漢字「京」の起源と由来は、華夏民族は生殖崇拝文化にあり。

 京は「高」や「膏」と同じ源を持つ。古代社会から華夏民族は生殖崇拝文化が支配的であった。性の感受の描写の文化である。

「京」の原義は男の射精
後に高崇、大きな建物、都を表す
甲骨文字の「京」という字は、上部は男性の生殖器の符号(上向きの矢印状)であり、下部は「内」となり、男性の両脚と中間の縦の線は男性の精液が下腹の腹腔から噴出する様を表示している。この男性の射精の描写は非常に感性的で、直観的である。甲骨文字の「京」という字では可視的に簡略化されている。

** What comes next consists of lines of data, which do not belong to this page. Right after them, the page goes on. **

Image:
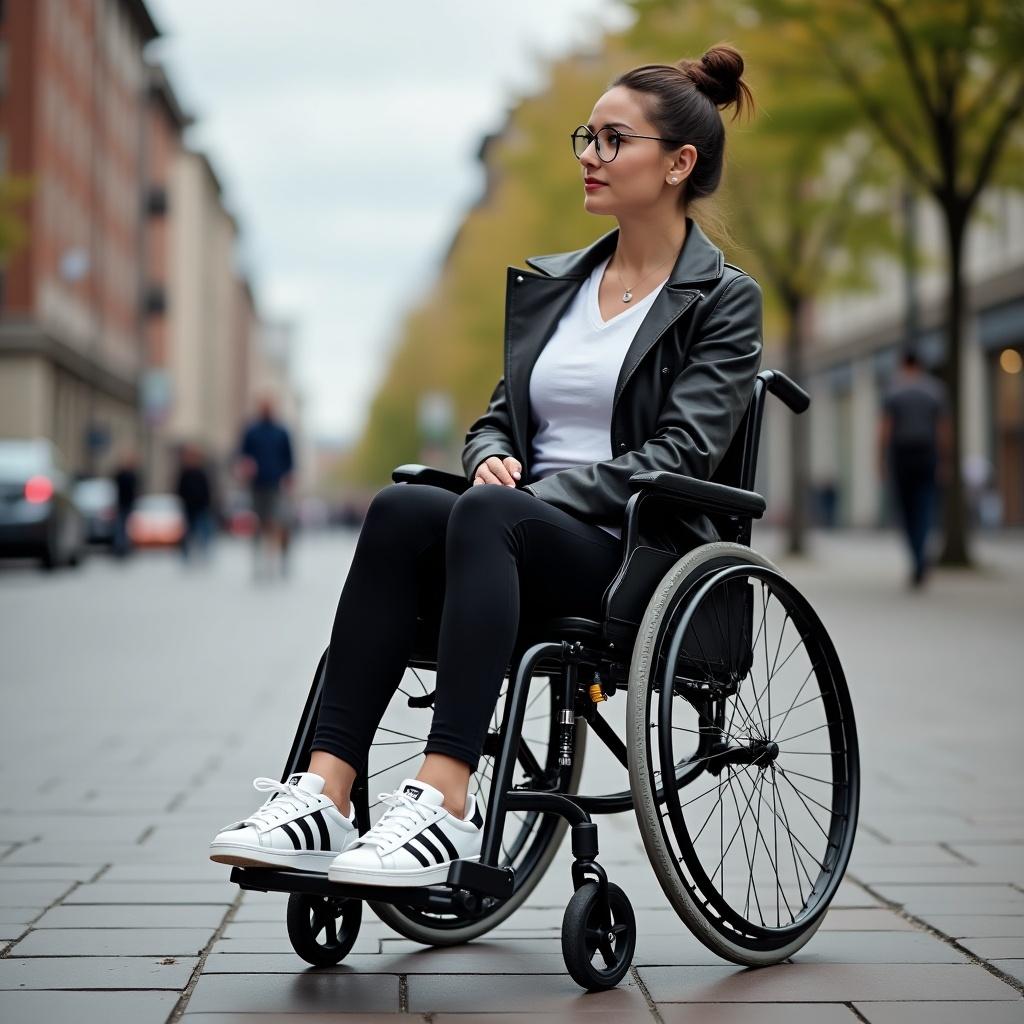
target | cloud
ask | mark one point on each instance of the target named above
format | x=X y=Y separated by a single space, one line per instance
x=345 y=135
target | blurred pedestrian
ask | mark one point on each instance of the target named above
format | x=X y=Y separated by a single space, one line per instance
x=197 y=502
x=913 y=440
x=266 y=463
x=127 y=483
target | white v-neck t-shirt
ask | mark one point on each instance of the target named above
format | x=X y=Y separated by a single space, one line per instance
x=573 y=381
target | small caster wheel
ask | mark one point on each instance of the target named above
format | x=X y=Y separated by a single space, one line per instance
x=588 y=932
x=323 y=929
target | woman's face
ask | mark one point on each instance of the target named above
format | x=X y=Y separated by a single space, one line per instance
x=639 y=177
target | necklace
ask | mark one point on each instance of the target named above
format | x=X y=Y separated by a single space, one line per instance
x=628 y=294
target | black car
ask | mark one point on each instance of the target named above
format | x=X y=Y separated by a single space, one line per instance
x=38 y=517
x=96 y=498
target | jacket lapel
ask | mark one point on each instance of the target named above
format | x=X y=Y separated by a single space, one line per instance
x=537 y=302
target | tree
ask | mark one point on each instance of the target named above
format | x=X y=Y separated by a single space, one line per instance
x=804 y=195
x=942 y=86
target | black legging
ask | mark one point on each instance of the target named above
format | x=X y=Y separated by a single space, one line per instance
x=478 y=558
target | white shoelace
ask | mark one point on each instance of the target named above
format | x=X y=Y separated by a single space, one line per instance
x=289 y=800
x=402 y=813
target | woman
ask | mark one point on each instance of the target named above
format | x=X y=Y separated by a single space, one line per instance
x=638 y=352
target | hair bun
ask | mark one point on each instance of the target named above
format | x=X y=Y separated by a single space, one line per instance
x=718 y=74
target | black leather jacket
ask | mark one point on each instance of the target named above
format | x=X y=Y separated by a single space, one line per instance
x=682 y=390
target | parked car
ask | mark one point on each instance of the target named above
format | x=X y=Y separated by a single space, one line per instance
x=96 y=498
x=157 y=521
x=38 y=515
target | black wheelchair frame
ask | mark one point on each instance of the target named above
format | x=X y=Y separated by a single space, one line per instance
x=605 y=647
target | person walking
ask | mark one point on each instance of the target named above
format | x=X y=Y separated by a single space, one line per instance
x=127 y=485
x=637 y=352
x=913 y=446
x=267 y=465
x=194 y=489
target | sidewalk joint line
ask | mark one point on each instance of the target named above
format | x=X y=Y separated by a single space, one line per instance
x=899 y=909
x=5 y=952
x=182 y=1004
x=654 y=1012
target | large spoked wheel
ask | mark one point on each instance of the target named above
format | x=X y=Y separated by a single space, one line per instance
x=529 y=840
x=735 y=687
x=323 y=929
x=598 y=936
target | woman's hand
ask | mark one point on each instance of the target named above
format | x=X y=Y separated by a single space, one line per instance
x=496 y=470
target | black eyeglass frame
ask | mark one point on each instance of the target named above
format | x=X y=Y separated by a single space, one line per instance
x=593 y=137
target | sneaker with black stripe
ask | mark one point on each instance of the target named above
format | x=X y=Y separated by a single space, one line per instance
x=297 y=827
x=414 y=843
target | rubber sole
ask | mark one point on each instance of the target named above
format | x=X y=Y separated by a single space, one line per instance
x=243 y=856
x=419 y=877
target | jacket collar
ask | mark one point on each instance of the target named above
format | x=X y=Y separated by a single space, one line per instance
x=698 y=260
x=540 y=301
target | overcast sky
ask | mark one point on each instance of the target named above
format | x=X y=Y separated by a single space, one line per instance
x=345 y=136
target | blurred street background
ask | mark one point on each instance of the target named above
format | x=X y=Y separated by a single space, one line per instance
x=253 y=256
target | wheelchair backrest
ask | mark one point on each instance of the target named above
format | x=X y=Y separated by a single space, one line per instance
x=739 y=465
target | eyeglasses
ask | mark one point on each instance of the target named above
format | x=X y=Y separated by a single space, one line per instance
x=607 y=141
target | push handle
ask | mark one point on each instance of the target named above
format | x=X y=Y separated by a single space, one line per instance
x=786 y=389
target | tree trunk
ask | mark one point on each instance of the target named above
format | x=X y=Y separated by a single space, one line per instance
x=954 y=551
x=799 y=448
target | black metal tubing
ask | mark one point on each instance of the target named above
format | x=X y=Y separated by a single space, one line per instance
x=512 y=720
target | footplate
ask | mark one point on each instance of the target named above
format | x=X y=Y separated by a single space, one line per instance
x=482 y=879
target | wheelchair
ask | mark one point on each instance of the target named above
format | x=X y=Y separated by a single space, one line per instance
x=737 y=735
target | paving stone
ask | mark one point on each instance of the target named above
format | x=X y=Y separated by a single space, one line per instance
x=114 y=942
x=154 y=893
x=451 y=962
x=37 y=894
x=946 y=875
x=955 y=899
x=84 y=1008
x=188 y=870
x=995 y=854
x=1015 y=968
x=824 y=947
x=282 y=944
x=1005 y=948
x=16 y=916
x=961 y=926
x=738 y=1013
x=96 y=972
x=31 y=872
x=941 y=1013
x=309 y=992
x=290 y=1018
x=822 y=982
x=865 y=921
x=523 y=994
x=132 y=915
x=573 y=1016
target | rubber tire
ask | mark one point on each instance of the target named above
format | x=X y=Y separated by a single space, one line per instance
x=305 y=943
x=577 y=956
x=393 y=918
x=649 y=820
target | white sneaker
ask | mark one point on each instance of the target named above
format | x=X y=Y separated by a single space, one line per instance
x=414 y=843
x=297 y=827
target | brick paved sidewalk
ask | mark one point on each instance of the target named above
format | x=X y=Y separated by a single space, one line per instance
x=139 y=701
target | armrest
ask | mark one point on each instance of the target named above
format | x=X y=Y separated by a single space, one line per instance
x=704 y=495
x=412 y=472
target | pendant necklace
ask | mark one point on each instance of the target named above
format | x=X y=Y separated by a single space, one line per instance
x=628 y=294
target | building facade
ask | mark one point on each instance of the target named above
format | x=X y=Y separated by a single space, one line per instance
x=857 y=342
x=71 y=115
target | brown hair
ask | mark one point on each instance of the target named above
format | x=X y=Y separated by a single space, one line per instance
x=685 y=98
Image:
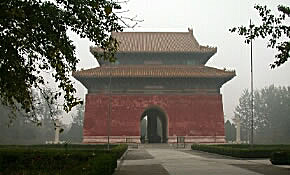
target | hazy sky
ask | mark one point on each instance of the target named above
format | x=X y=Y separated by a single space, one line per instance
x=211 y=21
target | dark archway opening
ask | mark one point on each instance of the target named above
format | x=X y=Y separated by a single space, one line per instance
x=153 y=126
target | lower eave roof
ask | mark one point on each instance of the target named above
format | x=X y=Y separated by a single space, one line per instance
x=154 y=71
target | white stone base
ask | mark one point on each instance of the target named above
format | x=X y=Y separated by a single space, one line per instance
x=136 y=139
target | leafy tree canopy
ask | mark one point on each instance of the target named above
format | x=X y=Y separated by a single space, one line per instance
x=33 y=39
x=273 y=27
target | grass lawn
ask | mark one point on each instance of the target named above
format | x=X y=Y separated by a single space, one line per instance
x=59 y=159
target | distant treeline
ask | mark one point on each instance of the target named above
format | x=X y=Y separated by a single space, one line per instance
x=271 y=116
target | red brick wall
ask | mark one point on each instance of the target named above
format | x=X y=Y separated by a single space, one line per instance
x=187 y=115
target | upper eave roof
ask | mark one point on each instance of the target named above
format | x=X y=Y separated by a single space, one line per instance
x=166 y=42
x=154 y=71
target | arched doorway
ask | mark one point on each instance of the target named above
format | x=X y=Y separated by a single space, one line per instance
x=153 y=126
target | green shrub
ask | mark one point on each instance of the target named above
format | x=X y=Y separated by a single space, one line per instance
x=280 y=158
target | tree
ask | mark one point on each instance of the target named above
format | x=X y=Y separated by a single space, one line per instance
x=75 y=133
x=33 y=39
x=230 y=131
x=271 y=114
x=275 y=28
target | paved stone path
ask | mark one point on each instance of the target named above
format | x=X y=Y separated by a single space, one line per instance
x=154 y=161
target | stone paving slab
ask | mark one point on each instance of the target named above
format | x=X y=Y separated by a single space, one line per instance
x=187 y=162
x=264 y=169
x=138 y=154
x=153 y=169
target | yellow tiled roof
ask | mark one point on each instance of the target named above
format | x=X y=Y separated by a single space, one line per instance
x=161 y=71
x=158 y=42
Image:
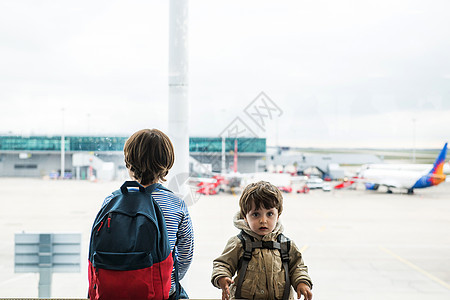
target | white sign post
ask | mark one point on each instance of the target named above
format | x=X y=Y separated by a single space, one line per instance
x=47 y=253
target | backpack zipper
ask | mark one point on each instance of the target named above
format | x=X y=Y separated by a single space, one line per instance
x=99 y=227
x=109 y=221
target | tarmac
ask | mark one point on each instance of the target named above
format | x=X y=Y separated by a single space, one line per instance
x=357 y=244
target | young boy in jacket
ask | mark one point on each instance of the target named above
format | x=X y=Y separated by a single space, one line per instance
x=260 y=204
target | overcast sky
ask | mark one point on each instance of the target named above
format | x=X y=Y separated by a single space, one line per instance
x=343 y=73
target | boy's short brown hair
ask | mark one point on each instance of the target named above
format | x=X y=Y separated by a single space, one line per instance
x=149 y=155
x=263 y=194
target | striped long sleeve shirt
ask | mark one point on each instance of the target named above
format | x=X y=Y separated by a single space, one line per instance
x=179 y=228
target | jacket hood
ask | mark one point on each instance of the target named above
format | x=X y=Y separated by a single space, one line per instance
x=240 y=224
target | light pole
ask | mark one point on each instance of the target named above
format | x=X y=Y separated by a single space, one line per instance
x=62 y=147
x=414 y=140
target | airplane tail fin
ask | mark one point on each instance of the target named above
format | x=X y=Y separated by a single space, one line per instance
x=438 y=167
x=436 y=174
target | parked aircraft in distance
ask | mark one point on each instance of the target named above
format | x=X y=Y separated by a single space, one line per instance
x=404 y=177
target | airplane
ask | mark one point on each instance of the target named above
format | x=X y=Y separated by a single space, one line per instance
x=405 y=177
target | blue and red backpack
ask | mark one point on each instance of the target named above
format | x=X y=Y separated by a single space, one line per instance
x=129 y=252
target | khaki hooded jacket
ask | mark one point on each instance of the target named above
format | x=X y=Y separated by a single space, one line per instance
x=265 y=276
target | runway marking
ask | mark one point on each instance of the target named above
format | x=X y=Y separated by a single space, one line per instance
x=303 y=249
x=15 y=279
x=417 y=268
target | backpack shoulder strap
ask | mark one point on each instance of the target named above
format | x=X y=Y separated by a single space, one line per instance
x=285 y=246
x=247 y=245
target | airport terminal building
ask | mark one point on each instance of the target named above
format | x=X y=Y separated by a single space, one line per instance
x=87 y=157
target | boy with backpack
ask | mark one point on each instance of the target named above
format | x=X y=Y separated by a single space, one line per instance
x=266 y=262
x=142 y=239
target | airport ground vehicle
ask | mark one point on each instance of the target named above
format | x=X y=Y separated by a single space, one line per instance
x=314 y=183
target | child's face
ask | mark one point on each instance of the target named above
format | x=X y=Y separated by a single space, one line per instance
x=262 y=221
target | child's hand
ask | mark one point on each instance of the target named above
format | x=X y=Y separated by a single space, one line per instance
x=224 y=283
x=303 y=289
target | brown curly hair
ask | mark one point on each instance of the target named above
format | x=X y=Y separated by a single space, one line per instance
x=149 y=155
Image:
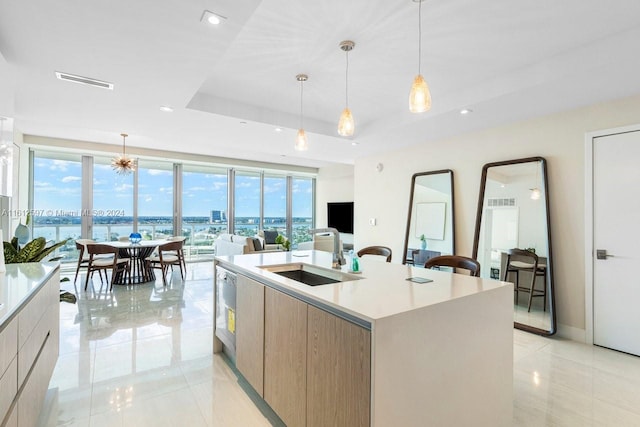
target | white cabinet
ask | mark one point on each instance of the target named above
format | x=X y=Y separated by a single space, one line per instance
x=29 y=343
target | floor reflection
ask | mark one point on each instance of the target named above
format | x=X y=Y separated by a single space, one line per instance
x=142 y=356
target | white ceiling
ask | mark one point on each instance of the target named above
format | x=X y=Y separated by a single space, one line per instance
x=505 y=59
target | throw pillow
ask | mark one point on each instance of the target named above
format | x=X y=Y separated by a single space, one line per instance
x=270 y=237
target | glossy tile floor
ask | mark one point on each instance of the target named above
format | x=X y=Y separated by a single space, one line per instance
x=141 y=356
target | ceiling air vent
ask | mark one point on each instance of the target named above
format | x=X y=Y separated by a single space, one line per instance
x=499 y=203
x=84 y=80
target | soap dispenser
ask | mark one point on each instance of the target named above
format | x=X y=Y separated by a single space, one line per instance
x=355 y=263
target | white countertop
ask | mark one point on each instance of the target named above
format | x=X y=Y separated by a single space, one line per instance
x=18 y=283
x=382 y=291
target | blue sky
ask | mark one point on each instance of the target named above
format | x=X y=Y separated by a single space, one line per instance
x=57 y=186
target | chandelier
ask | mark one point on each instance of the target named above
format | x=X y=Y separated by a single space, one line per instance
x=123 y=165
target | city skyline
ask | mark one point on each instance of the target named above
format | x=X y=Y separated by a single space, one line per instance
x=58 y=188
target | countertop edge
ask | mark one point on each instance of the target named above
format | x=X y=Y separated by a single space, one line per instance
x=9 y=316
x=359 y=320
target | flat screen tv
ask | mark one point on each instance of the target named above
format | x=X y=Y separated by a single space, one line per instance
x=340 y=216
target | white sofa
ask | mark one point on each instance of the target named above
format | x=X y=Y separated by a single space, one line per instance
x=232 y=244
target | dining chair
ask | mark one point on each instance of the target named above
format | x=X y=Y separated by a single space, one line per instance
x=180 y=253
x=519 y=260
x=83 y=256
x=376 y=250
x=104 y=257
x=169 y=254
x=455 y=261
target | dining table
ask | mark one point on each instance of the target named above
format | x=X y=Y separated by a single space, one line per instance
x=137 y=253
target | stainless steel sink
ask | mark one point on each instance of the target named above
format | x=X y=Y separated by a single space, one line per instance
x=309 y=274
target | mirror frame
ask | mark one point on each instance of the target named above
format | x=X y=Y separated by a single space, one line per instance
x=453 y=210
x=476 y=239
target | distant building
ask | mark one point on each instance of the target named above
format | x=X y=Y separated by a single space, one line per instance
x=217 y=217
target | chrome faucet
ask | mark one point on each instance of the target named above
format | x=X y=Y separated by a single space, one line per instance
x=338 y=259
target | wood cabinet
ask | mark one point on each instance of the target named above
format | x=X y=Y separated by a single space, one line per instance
x=312 y=367
x=285 y=356
x=250 y=331
x=338 y=371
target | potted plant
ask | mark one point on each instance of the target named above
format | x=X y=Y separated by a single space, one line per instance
x=35 y=251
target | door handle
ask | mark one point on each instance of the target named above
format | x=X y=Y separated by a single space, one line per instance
x=602 y=254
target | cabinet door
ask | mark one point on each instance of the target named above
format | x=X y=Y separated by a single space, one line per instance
x=250 y=331
x=285 y=359
x=338 y=371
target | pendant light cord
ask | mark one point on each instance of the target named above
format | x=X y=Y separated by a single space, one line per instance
x=346 y=83
x=301 y=96
x=419 y=34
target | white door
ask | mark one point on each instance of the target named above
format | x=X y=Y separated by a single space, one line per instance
x=616 y=278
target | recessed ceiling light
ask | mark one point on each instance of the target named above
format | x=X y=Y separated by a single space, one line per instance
x=212 y=18
x=84 y=80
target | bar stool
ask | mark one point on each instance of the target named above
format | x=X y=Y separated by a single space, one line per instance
x=520 y=260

 しかし早くからこの意味では使われなくなったという。後世ではもっぱら「高崇」という意味に用いられ、さらにそこから引き出された意味として、「大きな建物」を表すものとして用いられて、今では国の都の意味に用いられている。

 さて、以上は唐漢氏の解釈であるが、我が国の白川静香博士はこの字は、戦いに敗れた敵兵の屍や首を埋めて、自分の街を外敵や病魔から守る一種のまじないの意味を込めた「凱旋門」だという。後に高崇、大きな建物、都を表す。

 わが唐漢氏が習俗や社会発展に漢字の発展を見るのに対し、白川氏は漢字そのものが王侯のほぼ独占的なものであったという見地から漢字は占いや呪詛などの支配の道具として見ている。この両者の違いが漢字の成立の解釈の大きな違いを生む結果となっている。

 勿論私には両者の正否を判断する立場にもないし、その力量もない。

 ここでは両者の解釈を並列するだけであるが、一概にどちらが正しいといえないような気がする。